In a move that essentially makes it the 800-pound gorilla of Internet audience measurement, NetRatings Inc. said late yesterday that it would acquire ratings rival Jupiter Media Metrix Inc. in a deal worth about $71.2 million.
The transaction, expected to close in the first quarter, calls for Jupiter stockholders to receive either 0.1490 NetRatings shares or $1.95 in cash for each of their Jupiter shares.
The agreement requires that no more than 50 percent and no less than 30 percent of the deal be paid in cash. NetRatings also has agreed to lend Jupiter up to $25 million under a secured credit facility that Jupiter will use to replace a standby letter of credit that it has with Jupiter chairman Tod Johnson.
The combined NetRatings-Jupiter Media Metrix is expected to have about 1,500 customers, said Tim Meadows, executive vice president of products and services at NetRatings. The challenge, he said, is dealing with the “sizable overlap” in the two companies' product lines.
Some consolidation and job cuts are likely, he said, but how many jobs would be lost is undetermined. Meadows also said that there is a less than 10 percent overlap in the revenue of both companies and about a 15 percent overlap in their customer bases.
“Jupiter has a great brand,” he said. “Their analyst research is much more vertically focused and focuses on trends. This combination augments our data.”
What remains to be seen is how the combination of NetRatings and Jupiter affects its closest competitor, DoubleClick's Diameter division, which it launched in April to specialize in online research and measurement — and to compete head-on with Jupiter and NetRatings.
Diameter grew out of DoubleClick's acquisition of @plan, a Web media research and analytics firm, and its partnership with comScore, an online audience research company. DoubleClick is a reseller of comScore's netScore ratings product, which boasts a research panel of more than 1.5 million opt-in names. In comparison, Media Metrix has about 60,000 participants in its U.S. panel, while NetRatings uses an international panel of 220,000.
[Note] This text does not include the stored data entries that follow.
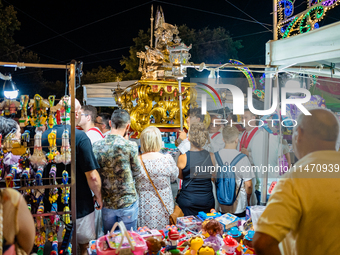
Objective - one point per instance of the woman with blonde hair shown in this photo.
(162, 170)
(194, 169)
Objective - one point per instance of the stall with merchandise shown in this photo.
(34, 168)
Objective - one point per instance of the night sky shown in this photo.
(100, 32)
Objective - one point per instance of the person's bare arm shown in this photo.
(95, 184)
(181, 163)
(26, 232)
(248, 186)
(265, 244)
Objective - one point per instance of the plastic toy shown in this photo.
(51, 121)
(230, 245)
(173, 237)
(206, 250)
(214, 229)
(23, 121)
(236, 234)
(38, 158)
(65, 151)
(195, 243)
(52, 140)
(212, 215)
(154, 245)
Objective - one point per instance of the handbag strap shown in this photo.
(153, 185)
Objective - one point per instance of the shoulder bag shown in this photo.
(177, 210)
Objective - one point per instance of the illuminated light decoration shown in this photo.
(305, 22)
(246, 72)
(213, 90)
(308, 21)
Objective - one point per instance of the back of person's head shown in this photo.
(230, 134)
(105, 119)
(151, 140)
(90, 111)
(196, 112)
(119, 119)
(7, 126)
(198, 135)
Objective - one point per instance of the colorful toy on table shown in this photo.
(236, 234)
(215, 231)
(228, 221)
(206, 250)
(195, 243)
(23, 121)
(190, 222)
(248, 242)
(212, 215)
(155, 245)
(230, 245)
(38, 158)
(65, 150)
(172, 239)
(52, 140)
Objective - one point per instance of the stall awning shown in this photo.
(100, 94)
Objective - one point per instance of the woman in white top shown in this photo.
(162, 170)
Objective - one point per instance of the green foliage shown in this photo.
(8, 25)
(131, 63)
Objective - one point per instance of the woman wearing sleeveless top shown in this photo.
(162, 170)
(197, 192)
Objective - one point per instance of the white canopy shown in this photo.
(100, 94)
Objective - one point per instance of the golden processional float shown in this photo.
(160, 98)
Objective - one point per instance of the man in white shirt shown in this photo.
(102, 122)
(243, 173)
(251, 142)
(88, 116)
(215, 133)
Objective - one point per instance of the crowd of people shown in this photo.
(133, 185)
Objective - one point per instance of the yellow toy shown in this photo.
(195, 243)
(52, 140)
(206, 250)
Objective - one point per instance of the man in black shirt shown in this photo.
(87, 179)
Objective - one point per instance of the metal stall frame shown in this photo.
(72, 81)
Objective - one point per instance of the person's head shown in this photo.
(194, 116)
(230, 135)
(102, 122)
(67, 100)
(88, 115)
(248, 115)
(215, 127)
(120, 120)
(198, 135)
(315, 132)
(151, 140)
(9, 126)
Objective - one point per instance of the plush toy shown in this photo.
(154, 245)
(195, 243)
(214, 229)
(229, 245)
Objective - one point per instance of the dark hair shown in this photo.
(90, 110)
(213, 227)
(196, 112)
(7, 126)
(105, 119)
(120, 118)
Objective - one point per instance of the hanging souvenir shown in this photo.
(23, 121)
(38, 158)
(65, 150)
(51, 120)
(52, 140)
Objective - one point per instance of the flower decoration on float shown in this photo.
(303, 22)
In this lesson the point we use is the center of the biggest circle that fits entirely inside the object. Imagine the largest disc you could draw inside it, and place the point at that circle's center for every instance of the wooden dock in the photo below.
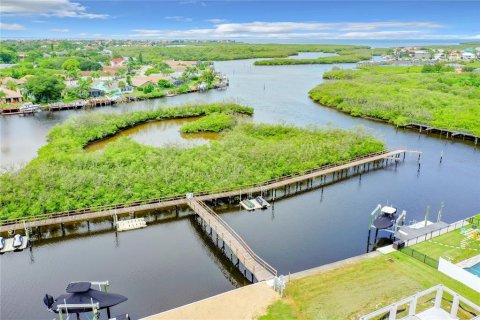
(337, 171)
(216, 226)
(442, 131)
(9, 245)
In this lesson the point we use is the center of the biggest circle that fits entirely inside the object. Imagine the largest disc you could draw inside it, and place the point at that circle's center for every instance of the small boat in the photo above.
(386, 218)
(17, 241)
(263, 204)
(248, 205)
(30, 107)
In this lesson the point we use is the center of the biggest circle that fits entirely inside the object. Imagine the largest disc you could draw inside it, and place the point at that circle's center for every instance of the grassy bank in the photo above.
(64, 176)
(215, 122)
(448, 246)
(401, 95)
(359, 288)
(344, 56)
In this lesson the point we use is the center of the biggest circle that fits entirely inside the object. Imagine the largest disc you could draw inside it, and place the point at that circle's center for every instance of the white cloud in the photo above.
(178, 18)
(310, 30)
(216, 21)
(11, 26)
(59, 30)
(51, 8)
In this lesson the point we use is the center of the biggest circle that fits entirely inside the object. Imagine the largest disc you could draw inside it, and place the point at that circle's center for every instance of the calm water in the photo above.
(170, 264)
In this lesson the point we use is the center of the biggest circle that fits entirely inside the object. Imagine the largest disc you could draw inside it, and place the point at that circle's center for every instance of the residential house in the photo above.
(10, 96)
(421, 54)
(468, 55)
(142, 81)
(118, 62)
(180, 66)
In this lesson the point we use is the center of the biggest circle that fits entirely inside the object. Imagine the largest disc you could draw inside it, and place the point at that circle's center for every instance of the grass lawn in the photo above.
(448, 247)
(360, 288)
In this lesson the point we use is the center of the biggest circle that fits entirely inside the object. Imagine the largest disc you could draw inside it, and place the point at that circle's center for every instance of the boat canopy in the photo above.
(389, 210)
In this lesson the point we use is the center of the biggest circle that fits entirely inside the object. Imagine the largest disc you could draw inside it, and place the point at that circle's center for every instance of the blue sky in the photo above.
(241, 20)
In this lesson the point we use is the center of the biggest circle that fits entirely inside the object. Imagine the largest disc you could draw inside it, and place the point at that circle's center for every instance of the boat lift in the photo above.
(385, 218)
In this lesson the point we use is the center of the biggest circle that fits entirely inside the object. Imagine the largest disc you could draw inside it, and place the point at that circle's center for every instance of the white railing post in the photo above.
(413, 306)
(393, 312)
(438, 298)
(455, 303)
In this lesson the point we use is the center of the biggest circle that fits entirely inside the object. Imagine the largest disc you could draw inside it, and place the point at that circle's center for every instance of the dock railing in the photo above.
(219, 191)
(244, 245)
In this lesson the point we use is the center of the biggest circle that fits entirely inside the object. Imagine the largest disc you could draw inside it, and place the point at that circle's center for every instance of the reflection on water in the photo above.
(157, 134)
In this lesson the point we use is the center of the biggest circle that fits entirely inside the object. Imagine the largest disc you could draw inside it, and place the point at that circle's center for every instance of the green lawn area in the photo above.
(360, 288)
(448, 247)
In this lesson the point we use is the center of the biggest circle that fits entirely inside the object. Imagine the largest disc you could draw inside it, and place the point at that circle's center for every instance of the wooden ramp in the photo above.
(357, 165)
(260, 269)
(9, 245)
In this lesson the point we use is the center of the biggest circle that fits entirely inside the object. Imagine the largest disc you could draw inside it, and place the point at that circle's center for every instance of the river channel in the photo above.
(170, 263)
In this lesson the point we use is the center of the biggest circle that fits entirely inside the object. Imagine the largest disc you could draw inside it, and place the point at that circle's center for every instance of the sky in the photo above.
(240, 20)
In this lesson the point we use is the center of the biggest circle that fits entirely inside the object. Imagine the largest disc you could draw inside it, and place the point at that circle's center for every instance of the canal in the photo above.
(170, 263)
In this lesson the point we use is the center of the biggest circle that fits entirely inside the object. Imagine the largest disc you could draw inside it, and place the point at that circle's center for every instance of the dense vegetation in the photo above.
(64, 176)
(225, 51)
(214, 122)
(406, 94)
(344, 56)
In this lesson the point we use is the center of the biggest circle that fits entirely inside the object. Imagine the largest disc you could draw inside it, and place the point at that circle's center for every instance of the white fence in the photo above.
(433, 234)
(459, 274)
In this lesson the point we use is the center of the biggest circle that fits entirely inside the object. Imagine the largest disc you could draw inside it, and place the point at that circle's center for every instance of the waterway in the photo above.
(169, 264)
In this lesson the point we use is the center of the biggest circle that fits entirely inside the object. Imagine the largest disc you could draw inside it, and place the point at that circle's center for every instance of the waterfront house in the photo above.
(118, 62)
(421, 54)
(142, 81)
(468, 55)
(10, 96)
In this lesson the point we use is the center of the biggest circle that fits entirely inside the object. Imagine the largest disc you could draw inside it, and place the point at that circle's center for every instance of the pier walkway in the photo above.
(260, 269)
(340, 170)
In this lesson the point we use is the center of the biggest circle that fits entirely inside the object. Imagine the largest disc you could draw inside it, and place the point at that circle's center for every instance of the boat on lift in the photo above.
(386, 218)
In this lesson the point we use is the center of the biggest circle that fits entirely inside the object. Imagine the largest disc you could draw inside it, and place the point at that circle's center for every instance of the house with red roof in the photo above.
(118, 62)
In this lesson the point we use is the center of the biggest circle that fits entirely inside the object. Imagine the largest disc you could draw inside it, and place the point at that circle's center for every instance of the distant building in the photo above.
(142, 81)
(10, 96)
(421, 54)
(468, 56)
(118, 62)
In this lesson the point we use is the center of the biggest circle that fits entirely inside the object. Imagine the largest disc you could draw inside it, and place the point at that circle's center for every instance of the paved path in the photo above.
(248, 302)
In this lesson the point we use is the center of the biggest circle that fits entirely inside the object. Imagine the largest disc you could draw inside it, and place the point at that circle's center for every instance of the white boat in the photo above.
(30, 107)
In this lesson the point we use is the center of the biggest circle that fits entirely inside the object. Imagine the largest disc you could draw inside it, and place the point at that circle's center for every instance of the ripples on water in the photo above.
(169, 264)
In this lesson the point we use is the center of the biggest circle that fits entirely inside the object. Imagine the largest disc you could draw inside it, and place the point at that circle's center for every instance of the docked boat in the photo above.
(262, 202)
(17, 241)
(247, 204)
(386, 218)
(30, 107)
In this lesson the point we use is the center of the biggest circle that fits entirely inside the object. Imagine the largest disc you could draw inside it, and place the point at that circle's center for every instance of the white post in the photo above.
(413, 306)
(393, 312)
(455, 303)
(438, 298)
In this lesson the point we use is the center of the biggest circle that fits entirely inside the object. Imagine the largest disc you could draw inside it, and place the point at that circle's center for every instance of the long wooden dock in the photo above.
(442, 131)
(260, 269)
(344, 169)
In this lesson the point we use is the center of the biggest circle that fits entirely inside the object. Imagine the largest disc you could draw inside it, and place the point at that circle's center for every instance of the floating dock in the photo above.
(258, 268)
(9, 245)
(252, 204)
(131, 224)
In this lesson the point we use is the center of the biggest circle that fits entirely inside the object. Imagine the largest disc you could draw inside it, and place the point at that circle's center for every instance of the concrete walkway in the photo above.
(247, 302)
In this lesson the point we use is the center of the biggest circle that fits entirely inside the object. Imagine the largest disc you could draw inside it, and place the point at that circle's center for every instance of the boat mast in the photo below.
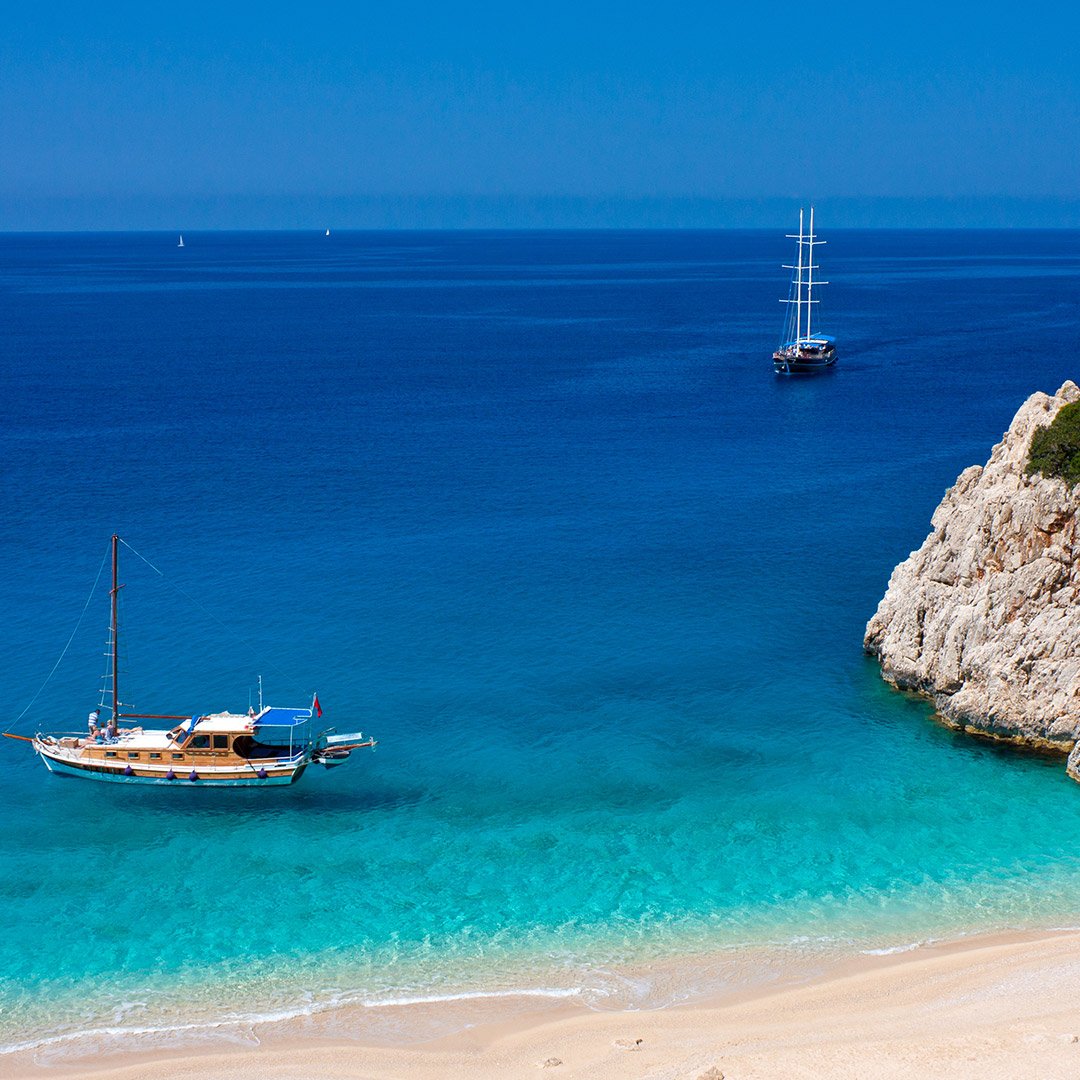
(115, 592)
(798, 287)
(810, 273)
Both NetRatings and Jupiter — and panel-based research in general — have been criticized as unreliable because both companies consider different sets of data to measure Internet audiences. Yahoo, a vocal critic of panel-based research, has called for an industry standard pertaining to ratings.
Meadows said, however, that along with the combination of NetRatings and Jupiter, a “de facto industry standard” would emerge.
“The audience is looking for a set of numbers they can believe in,” he said. “We clearly have an opportunity to set a de facto set of standards. There is no more strategic deal we could have done.”
Ironically, the combination of NetRatings and Jupiter will end Jupiter's patent-infringement lawsuit against NetRatings. Jupiter filed the lawsuit in March claiming that NetRatings' “methods for computer use tracking” infringe on its patent issued in September 2000.
NetRatings has a strategic relationship with television audience measurement firm Nielsen Media Research and market information research provider ACNielsen. NetRatings also said yesterday that it plans to buy the 80.1 percent of ACNielsen eRatings.com that it does not already own, for about $16.4 million. ACNielsen eRatings.com is an Internet audience measurement firm with operations outside the United States.